PolicyKit and libvirt integration
For Fedora 9 one of the new feature’s we’ve got pending for virtualization is integration with PolicyKit. This will allow virt-manager to manage local hypervisor connections without having to run as root via consolehelper. Although the virt-manager part of this won’t be ready for a while yet, the libvirt bits were made available in libvirt 0.4.0 just before christmas.
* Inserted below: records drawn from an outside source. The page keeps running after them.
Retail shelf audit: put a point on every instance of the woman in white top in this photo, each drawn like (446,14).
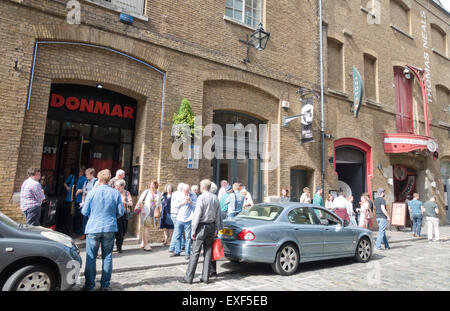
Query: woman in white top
(364,212)
(149,201)
(329,202)
(248,202)
(350,212)
(306,196)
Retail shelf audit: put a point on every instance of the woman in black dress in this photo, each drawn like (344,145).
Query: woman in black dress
(166,222)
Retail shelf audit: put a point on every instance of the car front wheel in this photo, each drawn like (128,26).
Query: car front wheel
(363,250)
(287,260)
(31,278)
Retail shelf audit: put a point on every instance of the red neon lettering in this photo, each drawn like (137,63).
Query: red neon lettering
(85,106)
(128,112)
(102,108)
(57,101)
(72,103)
(117,111)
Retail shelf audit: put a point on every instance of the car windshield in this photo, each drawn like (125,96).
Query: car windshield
(8,221)
(262,212)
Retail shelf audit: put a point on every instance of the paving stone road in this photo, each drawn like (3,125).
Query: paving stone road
(416,265)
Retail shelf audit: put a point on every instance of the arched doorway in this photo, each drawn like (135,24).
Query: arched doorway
(245,165)
(353,166)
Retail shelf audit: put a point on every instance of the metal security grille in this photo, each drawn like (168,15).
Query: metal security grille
(125,6)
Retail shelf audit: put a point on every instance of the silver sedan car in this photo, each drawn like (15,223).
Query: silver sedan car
(36,258)
(287,234)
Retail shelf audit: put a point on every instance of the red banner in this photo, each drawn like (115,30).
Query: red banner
(402,143)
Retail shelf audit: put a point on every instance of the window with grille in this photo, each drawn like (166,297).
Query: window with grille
(247,12)
(125,6)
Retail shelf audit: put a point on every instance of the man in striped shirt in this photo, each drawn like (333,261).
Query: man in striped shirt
(31,197)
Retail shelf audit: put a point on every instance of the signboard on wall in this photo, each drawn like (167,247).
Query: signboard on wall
(307,118)
(88,104)
(357,91)
(398,214)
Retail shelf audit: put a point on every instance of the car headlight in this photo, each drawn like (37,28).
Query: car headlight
(65,240)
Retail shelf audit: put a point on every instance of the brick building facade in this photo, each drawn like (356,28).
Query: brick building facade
(192,50)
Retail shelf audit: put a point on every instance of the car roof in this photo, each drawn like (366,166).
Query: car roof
(290,204)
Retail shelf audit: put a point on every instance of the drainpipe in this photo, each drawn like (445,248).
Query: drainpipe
(322,113)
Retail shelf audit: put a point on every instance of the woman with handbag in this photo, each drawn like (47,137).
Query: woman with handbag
(166,222)
(364,212)
(149,207)
(122,222)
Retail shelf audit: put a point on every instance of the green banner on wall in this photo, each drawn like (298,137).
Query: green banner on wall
(357,91)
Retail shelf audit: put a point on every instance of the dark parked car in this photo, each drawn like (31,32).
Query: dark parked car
(36,258)
(287,234)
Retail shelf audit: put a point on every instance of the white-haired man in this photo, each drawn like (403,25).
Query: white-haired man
(205,225)
(120,174)
(174,208)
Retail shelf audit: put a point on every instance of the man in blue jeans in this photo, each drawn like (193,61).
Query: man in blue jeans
(186,204)
(103,206)
(383,218)
(416,209)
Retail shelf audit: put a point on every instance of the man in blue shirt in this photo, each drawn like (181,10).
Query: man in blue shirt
(416,209)
(185,204)
(78,219)
(103,206)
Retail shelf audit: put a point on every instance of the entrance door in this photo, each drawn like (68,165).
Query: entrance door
(350,167)
(69,163)
(405,180)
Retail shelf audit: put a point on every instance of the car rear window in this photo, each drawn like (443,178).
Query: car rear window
(7,221)
(262,212)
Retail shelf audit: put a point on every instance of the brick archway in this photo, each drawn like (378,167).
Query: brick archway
(366,149)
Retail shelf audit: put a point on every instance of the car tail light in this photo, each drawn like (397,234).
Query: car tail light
(246,235)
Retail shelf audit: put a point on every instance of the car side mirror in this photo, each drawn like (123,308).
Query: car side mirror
(324,222)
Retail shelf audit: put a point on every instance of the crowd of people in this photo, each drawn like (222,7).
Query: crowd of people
(190,217)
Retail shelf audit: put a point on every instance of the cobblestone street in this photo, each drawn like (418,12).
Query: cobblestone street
(413,265)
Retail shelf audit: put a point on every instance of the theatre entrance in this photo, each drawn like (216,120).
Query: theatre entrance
(86,127)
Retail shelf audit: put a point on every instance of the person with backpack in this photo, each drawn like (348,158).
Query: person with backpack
(224,203)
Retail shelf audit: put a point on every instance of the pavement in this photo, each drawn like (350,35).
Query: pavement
(134,258)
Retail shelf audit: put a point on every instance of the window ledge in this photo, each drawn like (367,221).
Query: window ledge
(402,32)
(338,93)
(367,11)
(440,54)
(229,19)
(373,103)
(105,5)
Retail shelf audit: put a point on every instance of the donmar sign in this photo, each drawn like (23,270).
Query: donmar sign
(357,91)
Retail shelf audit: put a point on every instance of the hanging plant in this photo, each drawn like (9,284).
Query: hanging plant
(184,122)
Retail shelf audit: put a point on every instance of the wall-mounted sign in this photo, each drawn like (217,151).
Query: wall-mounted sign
(357,91)
(402,143)
(87,104)
(306,119)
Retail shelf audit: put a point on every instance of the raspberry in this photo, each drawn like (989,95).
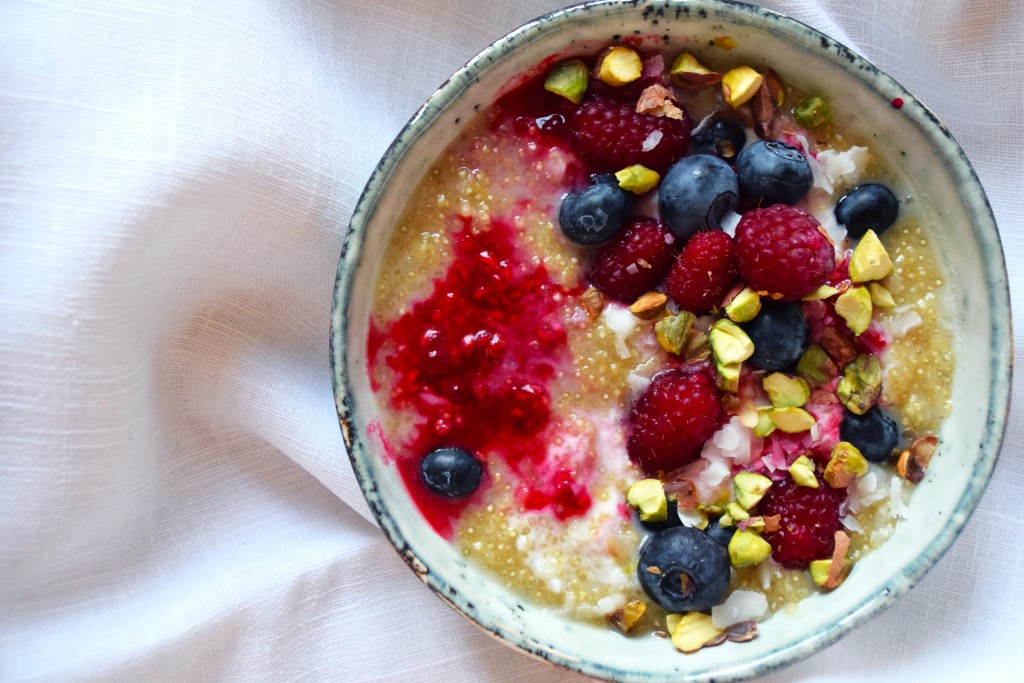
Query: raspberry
(809,519)
(610,135)
(704,273)
(633,263)
(671,421)
(781,250)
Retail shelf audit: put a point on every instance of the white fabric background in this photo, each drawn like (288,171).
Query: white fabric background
(175,179)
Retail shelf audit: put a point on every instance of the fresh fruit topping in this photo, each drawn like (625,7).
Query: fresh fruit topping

As a sneak preview this is now in updates-testing and already gives you the ability to run virsh as non root.
For example, currently if you run virsh as non-root you’l lsee something like
$ virsh --connect qemu:///system libvir: Remote error : authentication failed error: failed to connect to the hypervisor
Now with PolicyKit support you can use ‘polkit-grant’ to authenticate and then you’ll be able to run virsh without issue!
$ polkit-grant --gain org.libvirt.unix.manage
Attempting to gain the privilege for org.libvirt.unix.manage.
Authentication is required.
Password:
Keep this privilege for the session? [no/session]?
session
Successfully gained the privilege for org.libvirt.unix.manage.
$ virsh --connect qemu:///system
Welcome to virsh, the virtualization interactive terminal.
Type: 'help' for help with commands
'quit' to quit
virsh # start VirtTest
virsh # list
Id Name State
----------------------------------
1 VirtTest running
In other news, Rich Jones has created a Mozilla Plugin for GTK-VNC so there’s at last a less-sucky replacement for the terrible Java VNC plugins out there
how do we know what which argument to give polkit-grant –gain ?
The authorization error message doesn’t say ‘org.libvirt.unix.manage’ explicitly, nor does it indicate that polkit-grant is the correct avenue for corrective action.
In 0.7 I’ve added some convenience API in form of the polkit-auth-obtain() function that virsh can use.
It even brings up a UI dialog for the authentication if you are running X (if not, it spawns polkit-grant). In addition, it has the advantage that you don’t need to retain the authorization for the session; you can choose to keep it only for the invocation of virsh.
(I think this might even work for ssh logins (e.g. where we don’t have XDG_SESSION_COOKIE); if it doesn’t please let me know and I’ll fix that.)
Oh, and 0.7 is only available on Rawhide. And polkit-grant was renamed to polkit-auth.
Also with 0.7 you can put additional stuff such as vendor, vendor_url and icon_name in the .policy file, see here, and these are used in both the auth dialog and the new polkit-gnome-authorization tool.